PDF(Pubmed)
Abstract:
N-nitrosamines and nitrosamine drug substance related impurities (NDSRIs) became a critical topic for the development and safety of small molecule medicines following the withdrawal of various pharmaceutical products from the market. To assess the mutagenic and carcinogenic potential of different N-nitrosamines lacking robust carcinogenicity data, several approaches are in use including the published carcinogenic potency categorization approach (CPCA), the Enhanced Ames Test (EAT), in vivo mutagenicity studies as well as read-across to analogue molecules with robust carcinogenicity data.
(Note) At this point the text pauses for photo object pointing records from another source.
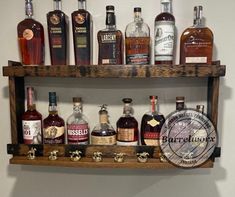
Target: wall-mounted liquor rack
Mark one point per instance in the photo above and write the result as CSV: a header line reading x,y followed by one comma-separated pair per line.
x,y
16,73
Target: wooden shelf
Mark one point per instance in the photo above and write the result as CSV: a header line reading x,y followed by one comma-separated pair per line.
x,y
115,71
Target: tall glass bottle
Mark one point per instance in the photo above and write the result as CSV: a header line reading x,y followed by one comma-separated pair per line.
x,y
151,124
31,38
77,124
127,126
57,24
103,133
53,125
82,34
137,40
31,121
110,41
196,42
164,34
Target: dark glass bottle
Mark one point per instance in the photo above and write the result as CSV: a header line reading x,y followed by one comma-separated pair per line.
x,y
164,34
127,126
57,24
31,38
151,124
82,34
53,125
110,41
32,121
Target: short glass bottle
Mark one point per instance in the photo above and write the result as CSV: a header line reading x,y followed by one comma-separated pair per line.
x,y
110,41
196,42
137,40
103,133
57,24
164,34
127,126
53,125
31,38
77,125
31,121
151,124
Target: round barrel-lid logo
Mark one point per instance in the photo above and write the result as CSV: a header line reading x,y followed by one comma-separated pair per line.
x,y
188,138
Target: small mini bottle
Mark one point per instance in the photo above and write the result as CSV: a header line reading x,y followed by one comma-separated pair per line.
x,y
77,125
53,125
127,126
137,40
32,121
31,38
57,24
151,124
103,133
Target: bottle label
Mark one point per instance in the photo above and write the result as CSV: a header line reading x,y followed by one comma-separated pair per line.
x,y
32,131
164,40
77,133
103,140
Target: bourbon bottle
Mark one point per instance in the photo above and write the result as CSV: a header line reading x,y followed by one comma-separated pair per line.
x,y
151,124
137,40
164,34
82,34
196,42
57,24
110,41
31,38
32,121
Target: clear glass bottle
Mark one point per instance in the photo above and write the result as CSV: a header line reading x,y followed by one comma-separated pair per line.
x,y
110,41
164,34
31,38
151,124
57,24
82,34
196,42
77,125
53,125
32,121
103,133
137,40
127,126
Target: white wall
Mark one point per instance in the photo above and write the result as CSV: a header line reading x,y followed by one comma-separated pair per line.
x,y
21,181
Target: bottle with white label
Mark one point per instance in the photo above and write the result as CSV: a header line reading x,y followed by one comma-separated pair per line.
x,y
164,34
103,133
31,121
77,125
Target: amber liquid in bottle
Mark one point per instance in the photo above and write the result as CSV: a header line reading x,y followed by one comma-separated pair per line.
x,y
31,38
196,43
110,41
57,23
82,34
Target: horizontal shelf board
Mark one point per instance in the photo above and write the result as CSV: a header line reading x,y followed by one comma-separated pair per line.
x,y
106,163
115,71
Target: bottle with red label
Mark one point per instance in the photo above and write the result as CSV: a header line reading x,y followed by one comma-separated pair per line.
x,y
151,124
31,121
77,125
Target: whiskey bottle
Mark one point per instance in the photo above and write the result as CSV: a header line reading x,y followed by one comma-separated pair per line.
x,y
31,121
31,38
82,34
196,42
164,33
137,40
53,125
151,124
57,24
110,41
127,126
77,125
103,133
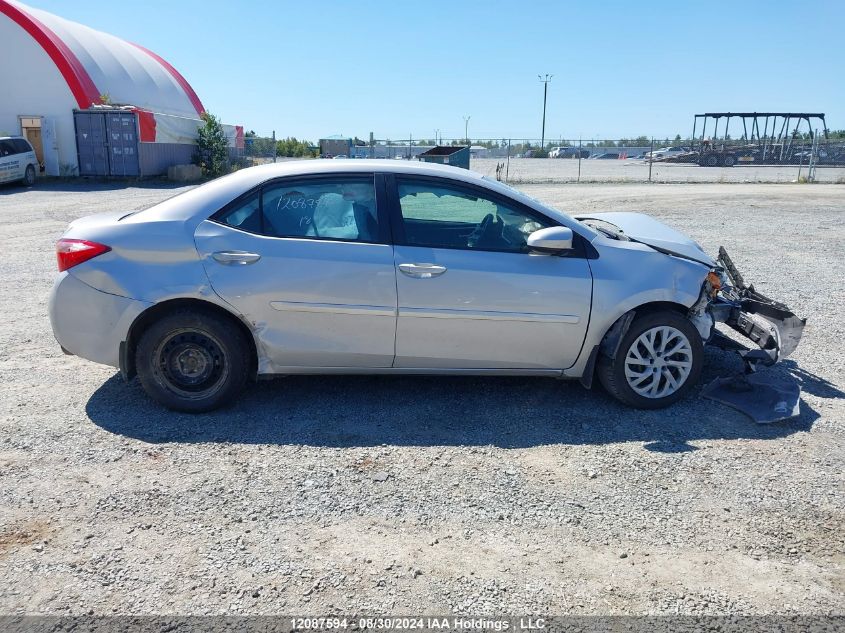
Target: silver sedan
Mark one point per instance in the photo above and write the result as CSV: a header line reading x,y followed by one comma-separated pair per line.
x,y
319,267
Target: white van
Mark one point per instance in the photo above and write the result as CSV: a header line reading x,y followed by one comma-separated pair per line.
x,y
17,160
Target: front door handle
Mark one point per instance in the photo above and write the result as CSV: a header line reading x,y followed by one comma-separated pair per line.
x,y
422,271
235,258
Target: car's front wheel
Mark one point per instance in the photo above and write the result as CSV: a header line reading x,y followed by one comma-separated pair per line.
x,y
192,361
658,361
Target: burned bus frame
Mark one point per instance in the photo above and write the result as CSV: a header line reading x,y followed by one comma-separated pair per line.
x,y
775,144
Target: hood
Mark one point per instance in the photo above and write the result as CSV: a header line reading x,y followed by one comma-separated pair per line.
x,y
645,229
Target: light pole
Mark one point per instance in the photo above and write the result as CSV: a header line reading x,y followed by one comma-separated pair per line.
x,y
545,81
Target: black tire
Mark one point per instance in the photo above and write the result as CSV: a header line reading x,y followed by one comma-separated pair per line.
x,y
612,373
29,176
193,361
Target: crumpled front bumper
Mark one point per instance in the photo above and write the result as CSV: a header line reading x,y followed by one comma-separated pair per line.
x,y
771,325
766,397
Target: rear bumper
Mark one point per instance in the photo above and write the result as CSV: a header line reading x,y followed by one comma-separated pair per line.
x,y
90,323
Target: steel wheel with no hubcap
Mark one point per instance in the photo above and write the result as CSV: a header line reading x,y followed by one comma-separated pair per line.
x,y
191,363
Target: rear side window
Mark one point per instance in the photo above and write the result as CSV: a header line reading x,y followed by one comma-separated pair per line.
x,y
338,208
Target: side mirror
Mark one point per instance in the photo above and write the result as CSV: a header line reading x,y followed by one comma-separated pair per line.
x,y
551,240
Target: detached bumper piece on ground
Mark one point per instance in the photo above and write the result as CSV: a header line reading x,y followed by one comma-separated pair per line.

We employ quantum chemical calculations as a pivotal tool providing insights into the likelihood of reactive ion formation and subsequent DNA alkylation for a selection of molecules including e.g., carcinogenic N-nitrosopiperazine (NPZ), N-nitrosopiperidine (NPIP), together with N-nitrosodimethylamine (NDMA) as well as non-carcinogenic N-nitrosomethyl-tert-butylamine (NTBA) and bis (butan-2-yl) (nitros)amine (BBNA). In addition, a series of nitroso-methylaminopyridines is compared side-by-side. We draw comparisons between calculated reaction profiles for structures representing motifs common to NDSRIs and those of confirmed carcinogenic and non-carcinogenic molecules with in vivo data from cancer bioassays. Furthermore, our approach enables insights into reactivity and relative stability of intermediate species that can be formed upon activation of several nitrosamines. Most notably, we reveal consistent differences between the free energy profiles of carcinogenic and non-carcinogenic molecules. For the former, the intermediate diazonium ions mostly react, kinetically controlled, to the more stable DNA adducts and less to the water adducts via transition-states of similar heights. Non-carcinogenic molecules yield stable carbocations as intermediates that, thermodynamically controlled, more likely form the statistically preferred water adducts. In conclusion, our data confirm that quantum chemical calculations can contribute to a weight of evidence approach for the risk assessment of nitrosamines.
摘要:
N-亚硝胺和亚硝胺药物物质相关杂质(NDSRIs)在各种药物产品从市场撤出后成为小分子药物开发和安全性的关键主题。为了评估缺乏可靠致癌性数据的不同N-亚硝胺的诱变和致癌潜力,几种方法正在使用中,包括已发布的致癌效力分类方法(CPCA),增强型艾姆斯测试(EAT),体内诱变性研究以及对具有强大致癌性数据的类似物分子的阅读。我们采用量子化学计算作为关键工具,提供对反应离子形成和随后的DNA烷基化的可能性的见解,用于选择分子,包括例如,致癌的N-亚硝基哌嗪(NPZ),N-亚硝基哌啶(NPIP),以及N-亚硝基二甲胺(NDMA)以及非致癌性N-亚硝基甲基-叔丁胺(NTBA)和双(丁-2-基)(硝基)胺(BBNA)。此外,并列比较了一系列亚硝基甲基氨基吡啶。我们将代表NDSRI常见基序的结构的计算反应曲线与已确认的致癌和非致癌分子的反应曲线与来自癌症生物测定的体内数据进行比较。此外,我们的方法能够深入了解中间物质的反应性和相对稳定性,这些中间物质可以在几种亚硝胺活化后形成。最值得注意的是,我们揭示了致癌和非致癌分子的自由能之间的一致差异。对于前者,中间重氮离子大部分反应,动力学控制,通过相似高度的过渡态,更稳定的DNA加合物和更少的水加合物。非致癌分子产生稳定的碳阳离子作为中间体,热力学控制,更有可能形成统计上优选的水加合物。总之,我们的数据证实,量子化学计算有助于亚硝胺风险评估的证据权重法.